Nem tudo é irremediável. Eu próprio testemunhei momentos impressionantes de ressurreição da Igreja: no rosto de João XXIII e na convocação do Vaticano II. Vieram depois longas e persistentes tentativas para os fazer esquecer. Repetidas notícias de escândalos correram por todos os meios de comunicação. De repente, chegou o Papa Francisco. Para usar a expressão de Ch. Péguy a pequena virtude da esperança voltou a dizer-nos bom dia todas as manhãs!

Bergoglio sabe que a duplicidade na pastoral da Igreja – “nem quente nem fria”, segundo a linguagem do Apocalipse - é pior do que a morte. Sem a memória viva da Paixão de Cristo, fonte de subversão dos poderes que multiplicam as vítimas da escravatura financeira, económica e política - o catolicismo perde o sal e não serve para nada: fica reduzido a mais uma religião. Vale a pena ver isto mais de perto.

2. A “era cristã”, fixada no séc.
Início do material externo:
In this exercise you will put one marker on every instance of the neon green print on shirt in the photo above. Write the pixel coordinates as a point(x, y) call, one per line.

VI, por Dionísio, o Exíguo, tem falhas de cálculo, de alguns anos. Jesus, o Nazareno, nasceu provavelmente uns sete anos antes. Sendo assim, Jesus teria morrido com 37 anos, a 7 de Abril, do ano 30. Os cristãos não celebram a morte, mas sabem que Jesus não morreu de velho, de acidente, nem de doença prolongada. Foi condenado à morte, depois de ter sido barbaramente torturado, num processo político-religioso, a que temos acesso através de quatro narrativas, elaboradas com propósitos cristológicos e pastorais diferentes e, por, vezes, manipuladas.

Muitos cristãos gostam de ir, em peregrinação, a Jerusalém nesta data. Nunca senti nenhuma atracção por esse lugar, nesta ou noutra data. Tornou-se, para mim, por várias razões, uma referência saturada.
Tive, uma vez, um convite fantástico para visitar os lugares sagrados das grandes religiões. Quando estava quase seduzido pela oferta, a simbólica conversa de Jesus com a Samaritana desencorajou-me. O templo de Deus, respeitado ou ofendido, somos nós. O culto, em espírito, verdade e justiça pode e deve ser realizado em qualquer lugar.

No entanto, os católicos que forem em peregrinação à chamada Terra Santa não se esqueçam de que as únicas relíquias de Jesus que lá podem encontrar são as diversas e atormentadas comunidades cristãs de ritos diferentes – por vezes pouco ecuménicas - que celebram a Eucaristia, “por todos”. Importa partilhar com elas - nas suas diferentes expressões - a memória confusa da “mãe de todas as Igrejas”.

Lendo e meditando os Evangelhos, observo que Jesus e os discípulos, de modo diverso, fracassaram todos em Jerusalém. Enquanto Jesus estava banhado em lágrimas de sangue, os discípulos dormiam. Um deles entregou o Mestre aos inimigos, outro negou-o, os restantes fugiram e a impotência de Deus era o próprio crucificado. Apenas um grupo de mulheres, verdadeiras discípulas, aguentou tudo. Até no túmulo o procuram. Só elas perceberam que o passado estava vazio e foram convocadas para começarem o processo da ressurreição de toda a Igreja moribunda, no horror do Calvário.

3. Para o último Nietzsche, o cristianismo, ao impedir de atirar fora o lixo humano, os diminuídos, os fracos, conserva os que enfraquecem os povos. O indivíduo foi tomado demasiado a sério e colocado pelo cristianismo como um absoluto. A espécie humana só pode sobreviver graças aos sacrificados.

Nietzsche diz bem o que os cristãos devem recusar. Na cruz, foi a fraqueza que venceu, pela inclusão de todos os excluídos. Estamos numa das linhas sísmicas que atravessam o mundo: Islão/Ocidente, Norte/Sul, ricos/pobres. É na recusa destas fracturas que se pode vislumbrar a luz da Ressurreição.